PÉNÉTRER DANS L’ANTRE DU PEINTRE, c’est tenter de cerner son quotidien. Invités à lui rendre visite, Nina Zimmer, la directrice du Kunstmuseum de Berne, le pianiste Oliver Schnyder ou encore le romancier Alain-Claude Sulzer poussent la porte avec ferveur et dévotion. Nina furète, traquant le précurseur, le défenseur d’idées radicales chez cet artiste plutôt répertorié comme un peintre reflétant les valeurs traditionnelles du travail, de la famille, de la patrie et de la religion. Oui affirme-t-elle, on peut avoir un coup de foudre pour un peintre minutieux, car génialité ne rime pas avec rapidité, comme on aurait trop tendance à le croire aujourd’hui.

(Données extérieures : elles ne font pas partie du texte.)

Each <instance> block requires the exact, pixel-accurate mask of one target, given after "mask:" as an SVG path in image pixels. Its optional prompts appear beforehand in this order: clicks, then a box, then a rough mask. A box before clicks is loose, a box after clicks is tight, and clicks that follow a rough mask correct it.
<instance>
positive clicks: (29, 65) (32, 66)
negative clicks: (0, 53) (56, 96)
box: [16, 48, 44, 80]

Olivier se lâche au piano familial (un Hüni & Hübert quelque peu désaccordé, ajoutant à la nostalgie qui ne manque pas de nous envahir), égrenant des partitions d’Edward Grieg, Scott Joplin, Joseph Haydn et Erik Satie. Alain-Claude feuillète quelques-uns des mille livres de la bibliothèque d’Anker. Il nous fait découvrir ses leporellos ainsi que ses petits carnets où, au milieu de croquis, figurent aussi bien ses impressions, impulsions, préoccupations que les comptes du ménage. Endo pointe les curiosités couvrant murs et étagères de cette caverne d’Alibaba, avec ses plâtres, photos, sculptures, photos, esquisses, reproductions, mais aussi ses grigris, hochet, talisman, crucifix, crâne, cafetière, coquillages et bien sûr aussi ses outils, tels ces pinceaux en poils de martre ou de blaireau que le peintre fabriquait et rafistolait lui-même.

CE FAISANT, C’EST LE MYSTÈRE DE L’ARTISTE QU’ON TENTE D’APPROCHER à travers son cadre de vie, son œuvre, sa correspondance. Est-ce vraiment l’ordre, la paix et la discipline que piste Anker en reproduisant multitude de portraits de jeunes filles penchées sur leur ouvrage, raccommodage ou tricot? N’est-ce pas plutôt qu’ainsi occupées, elles se laissent mieux appréhender? D’ailleurs chez Anker, les fillettes lisent beaucoup et dès six ans. Elles assistent à l’école, même si, siégeant en bordure de classe, elles n’ont pas vraiment droit à un pupitre. Qui, avant lui, les a ainsi représentées? Et quand il montre un enfant endormi près d’un vieillard, n’est-ce pas pour nous rappeler notre destin, plutôt que de donner dans l’image d’Epinal? Ses natures mortes n’ont pas d’autre fonction: redire que la mort (qui emporta deux de ses six enfants) n’est jamais bien loin. Quand l’artiste portraiture un alcoolique, il prend soin de lui préserver toute sa noblesse d’être humain. Car c’est par intérêt psychologique qu’il peint. Anker le dit: il n’est pas mû par la gloire, mais par la dignité. Il focalise son regard sur les choses qui ne changent pas par-delà notre condition humaine. Si Anker était heureux et satisfait de sa vie, selon ses propres dires, il n’en était pas moins imprégné par le doute. Une nécessité intérieure le tracasse. Sur une photo prise vers la fin de la vie d’Anker, Endo lit dans ses yeux un questionnement crucial: Ai-je bien fait? Oui, répond-il pour apaiser son âme.

Un beau documentaire qui nous emporte par degré sur la voie de la réflexion méditative.